Рейна всё это время стояла в стороне, скрестив руки и наблюдая за этим цирком. Она явно находила в этом процессе нечто забавное, хотя её лицо говорило о том, что смеяться она бы стала только после того, как Виктор действительно сломает себе что-нибудь. Однако на третий день, когда он попытался почистить копыта лошади и едва не оказался лицом в грязи, его неуклюжие попытки довели даже саму лошадь до насмешливого фырканья. Рейна, видимо, решила, что терпение — не её добродетель, и наконец, не выдержала.

— Ты собираешься драться с лошадью или всё-таки чистить копыта? — холодно спросила она, приподняв бровь.

Виктор, всё ещё балансируя на грани падения, посмотрел на неё и вздохнул.

— Если бы можно было выбрать, я бы, наверное, выбрал первое.

Рейна подошла ближе, с выражением лица, как будто собиралась преподать урок, и взяла у Виктора скребницу.

— Смотри и учись.

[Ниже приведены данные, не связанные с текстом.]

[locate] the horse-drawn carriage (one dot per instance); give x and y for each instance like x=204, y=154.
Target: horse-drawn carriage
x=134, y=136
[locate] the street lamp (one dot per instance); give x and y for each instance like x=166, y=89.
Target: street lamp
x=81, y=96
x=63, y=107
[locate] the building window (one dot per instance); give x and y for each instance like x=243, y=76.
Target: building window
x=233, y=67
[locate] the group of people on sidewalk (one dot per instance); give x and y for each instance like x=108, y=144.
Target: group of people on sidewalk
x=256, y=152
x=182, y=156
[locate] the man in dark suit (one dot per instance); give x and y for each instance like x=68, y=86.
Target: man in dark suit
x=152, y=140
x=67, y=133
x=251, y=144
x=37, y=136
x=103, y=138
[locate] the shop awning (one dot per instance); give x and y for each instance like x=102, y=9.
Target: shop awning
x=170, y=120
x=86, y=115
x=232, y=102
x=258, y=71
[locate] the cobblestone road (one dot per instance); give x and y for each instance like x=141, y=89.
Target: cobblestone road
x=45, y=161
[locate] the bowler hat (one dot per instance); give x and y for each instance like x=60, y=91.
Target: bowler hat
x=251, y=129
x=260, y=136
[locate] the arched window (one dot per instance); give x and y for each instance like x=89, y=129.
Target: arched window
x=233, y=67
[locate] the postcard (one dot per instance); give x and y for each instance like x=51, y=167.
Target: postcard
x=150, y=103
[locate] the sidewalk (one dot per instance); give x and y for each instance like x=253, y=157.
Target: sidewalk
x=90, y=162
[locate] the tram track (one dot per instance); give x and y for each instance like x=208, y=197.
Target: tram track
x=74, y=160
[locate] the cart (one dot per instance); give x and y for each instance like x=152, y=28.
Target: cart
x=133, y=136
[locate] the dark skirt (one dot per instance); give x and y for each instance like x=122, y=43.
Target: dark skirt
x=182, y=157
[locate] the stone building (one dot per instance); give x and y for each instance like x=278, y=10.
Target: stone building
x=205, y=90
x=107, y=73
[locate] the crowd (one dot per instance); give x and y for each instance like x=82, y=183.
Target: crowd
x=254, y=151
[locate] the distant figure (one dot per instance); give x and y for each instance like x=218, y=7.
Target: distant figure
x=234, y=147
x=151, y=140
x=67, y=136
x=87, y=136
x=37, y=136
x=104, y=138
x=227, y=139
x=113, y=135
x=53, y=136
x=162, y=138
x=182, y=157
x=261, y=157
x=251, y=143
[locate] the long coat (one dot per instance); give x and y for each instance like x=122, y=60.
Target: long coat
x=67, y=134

Это — правая сторона копыта, это — левая. Твоя задача — прочистить всё, что посередине, а не ломать себе позвоночник в процессе. И, главное, не позволяй лошади почувствовать, что ты боишься её. Они это чувствуют..

Виктор, смиренно наблюдая за тем, как Рейна ловко чистит копыта лошади. Лошадь тем временем спокойно стояла, как если бы между ней и Рейной существовал какой-то неписаный договор.